Traceback (most recent call last):
File "/project/.meltano/loaders/target-redshift/venv/lib/python3.11/site-packages/joblib/_utils.py", line 72, in __call__
return self.func(**kwargs)
^^^^^^^^^^^^^^^^^^^
File "/project/.meltano/loaders/target-redshift/venv/lib/python3.11/site-packages/joblib/parallel.py", line 598, in __call__
return [func(*args, **kwargs)
^^^^^^^^^^^^^^^^^^^^^^
File "/project/.meltano/loaders/target-redshift/venv/lib/python3.11/site-packages/joblib/parallel.py", line 598, in <listcomp>
return [func(*args, **kwargs)
^^^^^^^^^^^^^^^^^^^^^
File "/project/.meltano/loaders/target-redshift/venv/lib/python3.11/site-packages/singer_sdk/target_base.py", line 541, in _drain_sink
self.drain_one(sink)
File "/project/.meltano/loaders/target-redshift/venv/lib/python3.11/site-packages/singer_sdk/target_base.py", line 531, in drain_one
sink.process_batch(draining_status)
File "/project/.meltano/loaders/target-redshift/venv/lib/python3.11/site-packages/target_redshift/sinks.py", line 127, in process_batch
self.bulk_insert_records(
File "/project/.meltano/loaders/target-redshift/venv/lib/python3.11/site-packages/target_redshift/sinks.py", line 184, in bulk_insert_records
self.write_to_s3(records)
File "/project/.meltano/loaders/target-redshift/venv/lib/python3.11/site-packages/target_redshift/sinks.py", line 270, in write_to_s3
records = self.format_records_as_csv(records)

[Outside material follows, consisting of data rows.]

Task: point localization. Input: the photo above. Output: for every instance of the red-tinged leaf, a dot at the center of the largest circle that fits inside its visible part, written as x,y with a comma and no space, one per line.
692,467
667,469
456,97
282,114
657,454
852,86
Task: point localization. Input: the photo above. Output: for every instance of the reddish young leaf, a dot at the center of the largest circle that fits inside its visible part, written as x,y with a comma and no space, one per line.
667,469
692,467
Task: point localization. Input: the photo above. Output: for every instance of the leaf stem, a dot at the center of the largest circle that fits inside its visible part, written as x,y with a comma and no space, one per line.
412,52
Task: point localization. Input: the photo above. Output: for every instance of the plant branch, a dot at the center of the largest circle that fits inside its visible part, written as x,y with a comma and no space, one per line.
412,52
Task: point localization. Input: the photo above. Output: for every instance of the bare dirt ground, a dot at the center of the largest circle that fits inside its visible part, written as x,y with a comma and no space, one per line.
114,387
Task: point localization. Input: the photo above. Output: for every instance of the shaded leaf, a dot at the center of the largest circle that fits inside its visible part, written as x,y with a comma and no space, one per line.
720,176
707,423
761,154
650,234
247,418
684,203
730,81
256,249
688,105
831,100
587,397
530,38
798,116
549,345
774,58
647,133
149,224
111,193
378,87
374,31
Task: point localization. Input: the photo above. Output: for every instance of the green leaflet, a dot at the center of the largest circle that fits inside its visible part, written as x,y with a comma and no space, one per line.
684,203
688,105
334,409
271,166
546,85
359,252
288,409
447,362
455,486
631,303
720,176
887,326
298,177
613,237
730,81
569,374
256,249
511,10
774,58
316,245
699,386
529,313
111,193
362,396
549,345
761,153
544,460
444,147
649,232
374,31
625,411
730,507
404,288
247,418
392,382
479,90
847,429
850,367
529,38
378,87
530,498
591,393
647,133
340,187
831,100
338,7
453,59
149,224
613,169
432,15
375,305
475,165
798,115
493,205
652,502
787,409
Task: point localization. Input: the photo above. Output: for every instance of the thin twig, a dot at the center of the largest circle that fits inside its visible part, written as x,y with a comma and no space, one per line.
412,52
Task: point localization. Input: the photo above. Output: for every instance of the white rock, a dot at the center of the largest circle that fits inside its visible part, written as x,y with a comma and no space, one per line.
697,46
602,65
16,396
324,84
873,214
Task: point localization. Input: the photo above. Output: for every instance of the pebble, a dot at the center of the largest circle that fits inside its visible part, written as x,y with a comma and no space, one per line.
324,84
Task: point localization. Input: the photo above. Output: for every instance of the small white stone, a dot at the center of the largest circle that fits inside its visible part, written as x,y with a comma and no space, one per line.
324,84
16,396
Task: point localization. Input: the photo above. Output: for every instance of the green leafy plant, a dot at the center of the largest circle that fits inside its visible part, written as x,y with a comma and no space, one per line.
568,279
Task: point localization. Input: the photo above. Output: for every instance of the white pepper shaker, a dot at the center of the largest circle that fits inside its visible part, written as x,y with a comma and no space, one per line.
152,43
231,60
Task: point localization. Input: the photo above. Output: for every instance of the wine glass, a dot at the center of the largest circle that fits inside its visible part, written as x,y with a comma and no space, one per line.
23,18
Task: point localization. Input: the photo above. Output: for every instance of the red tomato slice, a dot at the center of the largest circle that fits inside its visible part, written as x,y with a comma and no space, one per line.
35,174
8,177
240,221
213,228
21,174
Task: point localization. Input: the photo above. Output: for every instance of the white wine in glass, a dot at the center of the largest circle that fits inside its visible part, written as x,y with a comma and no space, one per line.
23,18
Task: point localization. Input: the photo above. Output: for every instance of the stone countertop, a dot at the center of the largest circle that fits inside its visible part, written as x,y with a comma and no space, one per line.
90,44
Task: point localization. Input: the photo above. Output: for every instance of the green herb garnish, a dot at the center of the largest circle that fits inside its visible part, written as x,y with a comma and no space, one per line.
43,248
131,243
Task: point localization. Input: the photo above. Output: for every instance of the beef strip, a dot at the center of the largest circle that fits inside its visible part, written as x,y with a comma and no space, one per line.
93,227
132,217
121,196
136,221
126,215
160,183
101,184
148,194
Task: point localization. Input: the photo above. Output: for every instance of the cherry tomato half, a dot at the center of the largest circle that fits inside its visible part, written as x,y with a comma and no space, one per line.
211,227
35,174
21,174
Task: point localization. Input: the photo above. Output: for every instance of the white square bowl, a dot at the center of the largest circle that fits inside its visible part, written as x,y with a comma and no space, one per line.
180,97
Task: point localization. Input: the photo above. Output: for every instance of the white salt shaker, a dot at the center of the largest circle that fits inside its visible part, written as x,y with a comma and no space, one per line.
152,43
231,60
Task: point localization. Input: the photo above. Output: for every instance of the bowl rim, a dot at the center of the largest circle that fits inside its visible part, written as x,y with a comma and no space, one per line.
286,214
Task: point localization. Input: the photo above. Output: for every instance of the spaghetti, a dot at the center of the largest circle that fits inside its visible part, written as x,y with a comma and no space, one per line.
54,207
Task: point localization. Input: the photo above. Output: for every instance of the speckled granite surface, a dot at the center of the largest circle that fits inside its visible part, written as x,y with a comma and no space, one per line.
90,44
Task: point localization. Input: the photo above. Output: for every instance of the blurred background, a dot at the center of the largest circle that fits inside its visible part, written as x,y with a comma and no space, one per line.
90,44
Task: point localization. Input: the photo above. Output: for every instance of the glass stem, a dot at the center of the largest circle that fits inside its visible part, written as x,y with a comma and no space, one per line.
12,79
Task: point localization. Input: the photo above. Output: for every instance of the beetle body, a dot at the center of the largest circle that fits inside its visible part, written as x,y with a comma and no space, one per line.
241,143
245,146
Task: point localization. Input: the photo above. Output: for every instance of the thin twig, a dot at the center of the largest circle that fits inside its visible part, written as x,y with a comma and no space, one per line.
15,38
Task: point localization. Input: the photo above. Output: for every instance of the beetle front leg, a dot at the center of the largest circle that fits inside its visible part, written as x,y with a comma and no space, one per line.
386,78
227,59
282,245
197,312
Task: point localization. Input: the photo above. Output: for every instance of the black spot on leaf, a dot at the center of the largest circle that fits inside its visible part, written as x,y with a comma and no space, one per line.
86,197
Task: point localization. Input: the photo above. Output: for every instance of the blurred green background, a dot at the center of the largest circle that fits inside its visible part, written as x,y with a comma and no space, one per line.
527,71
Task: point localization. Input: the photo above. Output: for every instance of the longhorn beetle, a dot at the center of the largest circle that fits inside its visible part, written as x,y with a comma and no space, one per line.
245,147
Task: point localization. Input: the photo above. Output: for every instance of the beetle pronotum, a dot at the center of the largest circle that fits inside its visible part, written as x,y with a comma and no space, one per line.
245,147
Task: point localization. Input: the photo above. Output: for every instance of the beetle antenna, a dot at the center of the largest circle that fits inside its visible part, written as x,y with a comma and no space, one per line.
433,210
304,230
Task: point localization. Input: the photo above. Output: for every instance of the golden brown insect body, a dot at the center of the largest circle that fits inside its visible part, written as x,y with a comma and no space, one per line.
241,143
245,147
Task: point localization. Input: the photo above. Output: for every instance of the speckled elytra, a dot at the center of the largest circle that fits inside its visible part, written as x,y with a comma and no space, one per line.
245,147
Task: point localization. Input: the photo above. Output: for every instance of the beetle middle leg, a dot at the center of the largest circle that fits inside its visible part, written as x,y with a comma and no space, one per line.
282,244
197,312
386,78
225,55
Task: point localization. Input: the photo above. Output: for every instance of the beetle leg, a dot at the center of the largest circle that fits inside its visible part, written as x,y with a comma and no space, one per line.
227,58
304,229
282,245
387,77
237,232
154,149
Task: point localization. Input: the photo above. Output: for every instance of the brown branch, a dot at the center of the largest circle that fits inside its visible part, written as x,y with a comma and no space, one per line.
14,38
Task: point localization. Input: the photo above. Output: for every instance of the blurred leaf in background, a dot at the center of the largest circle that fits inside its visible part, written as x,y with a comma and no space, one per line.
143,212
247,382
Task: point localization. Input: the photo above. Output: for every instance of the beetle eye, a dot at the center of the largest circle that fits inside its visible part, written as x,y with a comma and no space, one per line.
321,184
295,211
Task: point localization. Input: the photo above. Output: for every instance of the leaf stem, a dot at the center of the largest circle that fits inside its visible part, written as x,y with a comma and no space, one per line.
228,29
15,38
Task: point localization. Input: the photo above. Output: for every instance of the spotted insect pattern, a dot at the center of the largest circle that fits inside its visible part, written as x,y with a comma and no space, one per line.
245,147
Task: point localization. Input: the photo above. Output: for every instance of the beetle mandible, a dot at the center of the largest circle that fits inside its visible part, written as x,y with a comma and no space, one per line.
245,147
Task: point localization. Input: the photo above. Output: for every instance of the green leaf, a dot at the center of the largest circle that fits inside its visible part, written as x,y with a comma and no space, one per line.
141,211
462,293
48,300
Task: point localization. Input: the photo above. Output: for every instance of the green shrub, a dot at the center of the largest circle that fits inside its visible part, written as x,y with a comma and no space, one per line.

^^^^^^^^^^^^^^^^^^^^^^^^^^^^^^^^^^^
File "/project/.meltano/loaders/target-redshift/venv/lib/python3.11/site-packages/target_redshift/sinks.py", line 251, in format_records_as_csv
object_keys = [
^
File "/project/.meltano/loaders/target-redshift/venv/lib/python3.11/site-packages/target_redshift/sinks.py", line 254, in <listcomp>
if "object" in value["type"] or "array" in value["type"]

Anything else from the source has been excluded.